Ordinance 2023-07 would criminalize animals making noise through a restriction against any “Animal audibly disturbing the peace,” resulting in fines of $150 for a flock of chirping birds attracted to a bird feeder in someone’s yard. A dog who barks even once

would violate two separate ordinances, leading to a double fine of up to $300 per offense. Again, these measures are impossible to enforce, a needless drain on taxpayer dollars and will only destroy Cedarville’s credibility and relationship with community members.

“In moving forward with this ordinance, Mayor Cody and the village council have ignored the will of Cedarville voters and advice from local and national experts on community cats,” Pannella continued. “The mayor and council are disregarding scientifically proven, research-based approaches for cats and other animals. The reasonable path forward for Cedarville is to work with Alley Cat Allies and the local experts who have reached out to council, to design a model law employing nationally recognized best practices.”

Proposed ordinance 2023-08 would institute new regulations and bureaucratic obstacles that would effectively end the practice of Trap-Neuter-Return (TNR), which is currently being successfully implemented at no cost to the village by local volunteers.

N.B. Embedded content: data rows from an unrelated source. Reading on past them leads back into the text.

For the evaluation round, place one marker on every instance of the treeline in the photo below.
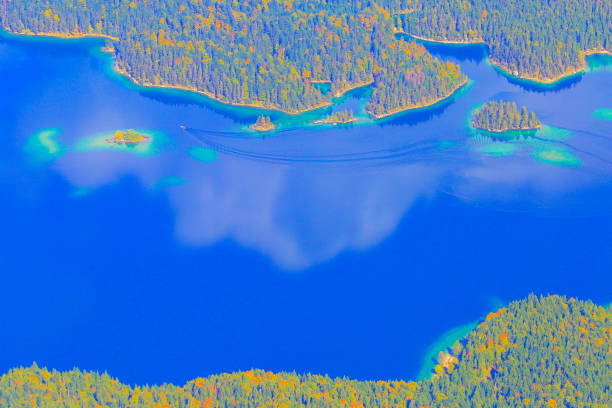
(539, 352)
(409, 77)
(500, 116)
(265, 53)
(536, 39)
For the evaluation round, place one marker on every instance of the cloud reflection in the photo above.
(303, 212)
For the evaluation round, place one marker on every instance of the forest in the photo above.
(261, 53)
(541, 40)
(543, 351)
(500, 116)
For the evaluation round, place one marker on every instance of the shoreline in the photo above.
(209, 95)
(63, 36)
(345, 90)
(334, 122)
(420, 106)
(559, 78)
(506, 130)
(117, 68)
(508, 71)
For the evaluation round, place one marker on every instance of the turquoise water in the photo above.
(345, 250)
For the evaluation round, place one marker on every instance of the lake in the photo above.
(342, 250)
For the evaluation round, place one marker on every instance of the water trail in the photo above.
(375, 157)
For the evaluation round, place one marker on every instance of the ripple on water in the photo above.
(203, 154)
(44, 146)
(558, 156)
(499, 149)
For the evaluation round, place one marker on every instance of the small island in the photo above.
(337, 118)
(128, 137)
(500, 116)
(263, 124)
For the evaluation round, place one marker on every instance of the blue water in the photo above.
(345, 251)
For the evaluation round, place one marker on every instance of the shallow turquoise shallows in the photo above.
(344, 250)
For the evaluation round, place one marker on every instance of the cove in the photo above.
(339, 250)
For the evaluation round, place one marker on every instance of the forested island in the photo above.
(128, 137)
(337, 118)
(261, 53)
(263, 124)
(538, 352)
(539, 40)
(500, 116)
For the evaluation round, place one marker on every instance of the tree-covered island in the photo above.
(500, 116)
(128, 137)
(337, 118)
(260, 53)
(541, 352)
(263, 124)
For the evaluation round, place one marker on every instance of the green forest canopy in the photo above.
(501, 116)
(534, 39)
(538, 352)
(264, 53)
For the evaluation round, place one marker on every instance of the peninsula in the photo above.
(337, 118)
(500, 116)
(268, 55)
(535, 40)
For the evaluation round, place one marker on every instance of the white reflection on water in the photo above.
(303, 210)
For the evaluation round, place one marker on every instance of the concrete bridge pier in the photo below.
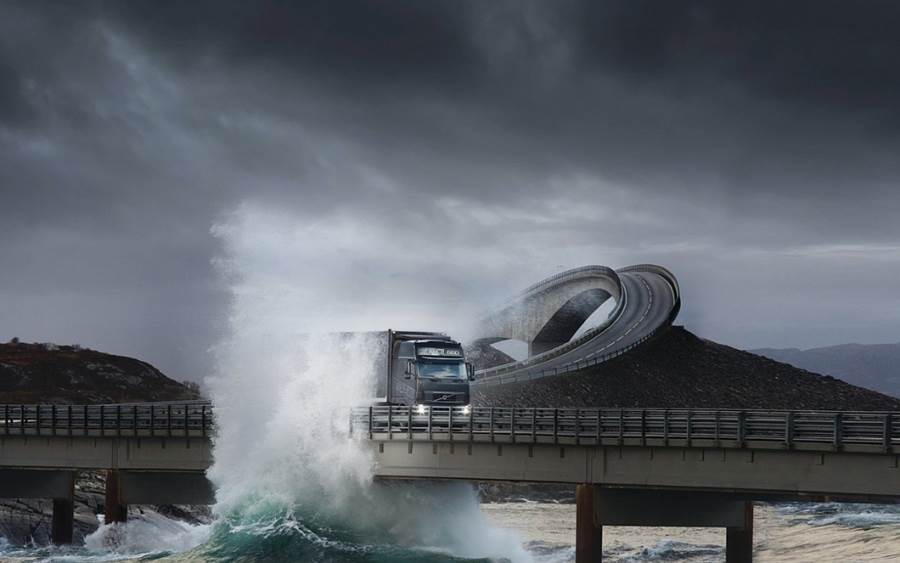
(597, 507)
(58, 485)
(114, 509)
(63, 523)
(588, 535)
(739, 539)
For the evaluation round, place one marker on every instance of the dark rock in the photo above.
(680, 370)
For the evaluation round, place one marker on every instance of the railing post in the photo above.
(688, 428)
(888, 431)
(717, 430)
(621, 426)
(643, 427)
(666, 427)
(789, 430)
(577, 426)
(491, 426)
(837, 432)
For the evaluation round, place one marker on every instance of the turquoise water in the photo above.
(801, 532)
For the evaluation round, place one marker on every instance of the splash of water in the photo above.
(291, 482)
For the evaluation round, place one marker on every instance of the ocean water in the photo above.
(293, 486)
(545, 532)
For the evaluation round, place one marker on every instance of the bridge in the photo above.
(152, 453)
(659, 467)
(631, 466)
(548, 314)
(648, 467)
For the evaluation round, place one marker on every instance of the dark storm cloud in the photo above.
(712, 137)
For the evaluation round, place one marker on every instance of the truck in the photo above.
(423, 369)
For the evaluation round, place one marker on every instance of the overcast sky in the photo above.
(159, 158)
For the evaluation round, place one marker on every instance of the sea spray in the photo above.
(292, 484)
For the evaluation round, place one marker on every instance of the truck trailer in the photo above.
(423, 368)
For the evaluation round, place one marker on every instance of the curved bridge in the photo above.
(548, 314)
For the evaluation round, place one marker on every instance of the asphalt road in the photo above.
(649, 301)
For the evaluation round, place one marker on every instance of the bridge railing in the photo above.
(172, 419)
(754, 429)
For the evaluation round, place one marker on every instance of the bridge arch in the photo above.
(550, 312)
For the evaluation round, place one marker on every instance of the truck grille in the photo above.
(445, 397)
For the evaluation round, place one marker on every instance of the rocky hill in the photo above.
(874, 366)
(47, 373)
(680, 370)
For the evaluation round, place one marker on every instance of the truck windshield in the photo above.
(442, 370)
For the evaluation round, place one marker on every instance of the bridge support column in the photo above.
(114, 509)
(63, 522)
(739, 539)
(588, 536)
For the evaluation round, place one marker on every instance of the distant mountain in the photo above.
(48, 373)
(677, 369)
(874, 366)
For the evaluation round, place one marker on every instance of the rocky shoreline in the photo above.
(28, 521)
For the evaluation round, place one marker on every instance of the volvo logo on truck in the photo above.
(424, 368)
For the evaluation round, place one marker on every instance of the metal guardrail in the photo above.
(748, 429)
(170, 419)
(495, 376)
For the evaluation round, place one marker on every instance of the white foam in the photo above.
(146, 534)
(284, 387)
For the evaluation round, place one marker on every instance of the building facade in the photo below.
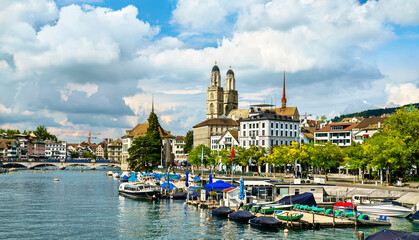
(267, 129)
(221, 101)
(55, 150)
(338, 133)
(115, 151)
(212, 127)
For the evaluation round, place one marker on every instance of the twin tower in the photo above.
(219, 101)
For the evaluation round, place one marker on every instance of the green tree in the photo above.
(145, 152)
(188, 142)
(74, 154)
(43, 133)
(405, 125)
(89, 155)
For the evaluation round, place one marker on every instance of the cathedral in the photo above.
(221, 101)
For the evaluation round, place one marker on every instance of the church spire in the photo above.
(284, 99)
(152, 103)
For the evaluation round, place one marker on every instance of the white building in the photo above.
(338, 133)
(178, 145)
(267, 129)
(367, 127)
(227, 140)
(55, 150)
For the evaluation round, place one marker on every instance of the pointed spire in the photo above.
(284, 98)
(152, 104)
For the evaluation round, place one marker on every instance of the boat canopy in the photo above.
(388, 234)
(170, 186)
(264, 221)
(219, 185)
(302, 199)
(415, 216)
(343, 204)
(222, 210)
(241, 215)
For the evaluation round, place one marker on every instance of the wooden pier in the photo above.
(310, 220)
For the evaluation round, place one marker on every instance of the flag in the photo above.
(202, 156)
(232, 153)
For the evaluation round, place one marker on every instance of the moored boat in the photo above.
(289, 215)
(269, 209)
(139, 190)
(386, 208)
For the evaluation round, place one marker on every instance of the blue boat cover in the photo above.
(125, 177)
(302, 199)
(264, 221)
(165, 186)
(387, 234)
(222, 211)
(241, 215)
(220, 184)
(179, 195)
(415, 216)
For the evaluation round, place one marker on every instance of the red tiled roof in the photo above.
(346, 127)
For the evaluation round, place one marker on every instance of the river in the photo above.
(86, 205)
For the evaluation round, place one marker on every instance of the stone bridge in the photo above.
(59, 165)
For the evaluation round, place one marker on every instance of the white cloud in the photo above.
(402, 94)
(87, 88)
(4, 109)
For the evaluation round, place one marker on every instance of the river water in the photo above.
(86, 205)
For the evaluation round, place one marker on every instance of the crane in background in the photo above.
(76, 134)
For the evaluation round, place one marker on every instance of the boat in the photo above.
(415, 217)
(222, 211)
(241, 216)
(393, 234)
(265, 222)
(365, 220)
(386, 208)
(289, 215)
(139, 190)
(272, 208)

TNR is the mainstream approach toward managing populations of community cats – unowned cats who live outdoors. Cats are humanely trapped, spayed or neutered, vaccinated against rabies, eartipped for identification and returned to their outdoor homes. TNR reduces calls to animal control, reduces the intake of cats and the number of cats killed shelters, and therefore saves taxpayer money. TNR is in place in thousands of communities throughout Ohio and the rest of the country. TNR leads to no more kittens, and mating behaviors like spraying, fighting and yowling decrease or disappear entirely.

“By restricting TNR with these ordinances, the village is likely to see an increase in the same animal behaviors it is trying to prevent,” Pannella added. “Cedarville should not be restricting TNR; it should be looking for ways to build upon the success TNR is already having in the village.”

Alley Cat Allies has previously reached out to village leaders and will continue its efforts to help the village government reach its goals in a humane, nonlethal way that benefits the people and the animals who live there.